This is my main question in this entire debate, what the fuck is it that we need to defend from the feminist critics? What exactly is there to fight for? Do Duke Nukem or Mortal Combat need our defense, and from what threat?
I actually agree with that, but from a different direction.
My question:
Why should I take feminist critics seriously in the first place? Why should I care? Why should I believe them when they say these tropes are influencing my behavior negatively?
Gaming doesn't need defense when the "offense" is so weak and poorly researched to begin with.
Call me cold if you want, but I'm frankly tired of the empty moral posturing and I'm REALLY fucking tired of the pretense coming from those that preach it.
The most I can do is empathize as such:
"You know, more games with strong female characters would be nice".

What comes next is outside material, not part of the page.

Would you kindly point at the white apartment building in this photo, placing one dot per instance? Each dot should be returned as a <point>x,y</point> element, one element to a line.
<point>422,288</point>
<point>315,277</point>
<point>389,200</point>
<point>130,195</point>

Ironically, something I already believed well before gender politics ever became this ubiquitous in gaming.
INH5 said:
I was kind of on Sarkeesian's side at the start, but with each video the representations got more dishonest and the logic got more strained, but no one in the gaming media seemed to notice. It was always "she's being harassed, so all of her critics must be misogynists"...
That's where I ended up with Sarkeesian. She's a critical darling with most of the popular games journalists because she brings in controversy, and controversy brings in the ad-hits.
I've never once seen a critical piece run on her on this site. In fact, I've seen the complete opposite: tons and TONS of gushing, unilateral support of her work, method and opinions.
(and I don't mean "critical" to be "scathing" or "in stark opposition to", I mean in terms of neutral or authoritative analysis; y'know, real journalism?)